6.      O prazo de ajustamento das posições da instituição de crédito com as de uma instituição financeira pública poderia ser pertinente para o risco de alavancagem, nos termos do artigo 412.o, n.o 1, do Regulamento n.o 575/2013, relativo aos requisitos prudenciais para as instituições de crédito e para as empresas de investimento, conforme alterado pelo Regulamento 2015/62, ao passo que não o é para o risco de liquidez, apenas no caso em que os levantamentos de depósitos ligados à poupança regulamentada são de uma dimensão tal que se excedam «as condições de esforço agravadas» previstas para o cálculo do rácio de liquidez nos termos do artigo 412.o, n.o 1, do Regulamento n.o 575/2013.

A este respeito, tomar em conta essa eventualidade para efeitos do indeferimento do pedido de uma instituição de crédito para beneficiar do artigo 429.°, n.° 14, do referido Regulamento não podia ser tida em conta sem um exame aprofundado, pelo BCE, das características da poupança regulamentada. Esse exame deveria, designadamente, ter conduzido o BCE a analisar se, atentas as suas características — designadamente a garantia do Estado associada à poupança regulamentada —, é possível que levantamentos de poupança regulamentada fossem de um volume e de uma rapidez tais que a instituição de crédito em causa se visse impelido a recorrer às medidas referidas no artigo 4.o, n.o 1, ponto 94, do Regulamento n.o 575/2013 sem poder esperar pelas transferências de fundos provenientes de uma instituição financeira pública a título do ajustamento das posições.
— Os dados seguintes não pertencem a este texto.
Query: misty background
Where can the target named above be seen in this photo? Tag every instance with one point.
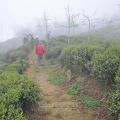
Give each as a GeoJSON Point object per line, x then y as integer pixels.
{"type": "Point", "coordinates": [21, 17]}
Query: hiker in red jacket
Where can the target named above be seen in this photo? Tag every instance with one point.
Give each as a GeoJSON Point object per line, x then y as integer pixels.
{"type": "Point", "coordinates": [40, 51]}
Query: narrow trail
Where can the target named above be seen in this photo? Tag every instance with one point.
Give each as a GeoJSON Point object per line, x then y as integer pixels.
{"type": "Point", "coordinates": [56, 104]}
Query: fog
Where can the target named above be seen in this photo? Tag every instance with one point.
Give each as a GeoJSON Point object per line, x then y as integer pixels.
{"type": "Point", "coordinates": [27, 15]}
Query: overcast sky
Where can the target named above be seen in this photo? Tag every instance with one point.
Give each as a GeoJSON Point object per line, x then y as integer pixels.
{"type": "Point", "coordinates": [16, 14]}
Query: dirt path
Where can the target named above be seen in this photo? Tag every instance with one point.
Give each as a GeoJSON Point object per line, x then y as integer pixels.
{"type": "Point", "coordinates": [56, 104]}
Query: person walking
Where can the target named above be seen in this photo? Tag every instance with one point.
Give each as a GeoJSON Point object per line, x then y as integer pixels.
{"type": "Point", "coordinates": [40, 52]}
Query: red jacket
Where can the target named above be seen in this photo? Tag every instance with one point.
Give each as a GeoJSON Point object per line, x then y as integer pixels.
{"type": "Point", "coordinates": [40, 49]}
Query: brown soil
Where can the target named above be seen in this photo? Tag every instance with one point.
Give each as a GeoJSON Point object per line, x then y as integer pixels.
{"type": "Point", "coordinates": [56, 104]}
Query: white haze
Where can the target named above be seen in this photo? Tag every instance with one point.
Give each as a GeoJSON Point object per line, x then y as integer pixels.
{"type": "Point", "coordinates": [17, 14]}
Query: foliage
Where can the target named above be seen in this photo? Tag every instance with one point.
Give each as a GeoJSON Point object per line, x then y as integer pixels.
{"type": "Point", "coordinates": [76, 58]}
{"type": "Point", "coordinates": [114, 104]}
{"type": "Point", "coordinates": [18, 66]}
{"type": "Point", "coordinates": [57, 78]}
{"type": "Point", "coordinates": [73, 89]}
{"type": "Point", "coordinates": [15, 90]}
{"type": "Point", "coordinates": [90, 102]}
{"type": "Point", "coordinates": [104, 67]}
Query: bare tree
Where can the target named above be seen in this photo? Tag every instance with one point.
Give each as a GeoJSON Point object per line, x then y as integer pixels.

Com efeito, é tendo em conta as especificidades de cada caso que cabe ao BCE, por ocasião da aplicação do artigo 429.o, n.o 14, do referido regulamento, efetuar uma arbitragem entre os objetivos do rácio de alavancagem e a eventualidade de certas posições em risco que preencham as condições que figuram nessa disposição poderem ser excluídas do cálculo do referido rácio.

Nestas condições, caso o Banco Central Europeu não proceda a um exame detalhado das características da poupança regulamentada, limitando‑se a assinalar de modo abstrato os riscos que implica o prazo de ajustamento das posições entre as do estabelecimento de crédito em causa e as da instituição financeira pública, não cumpriu a sua obrigação de examinar, cuidadosa e imparcialmente, todos os elementos pertinentes do caso concreto.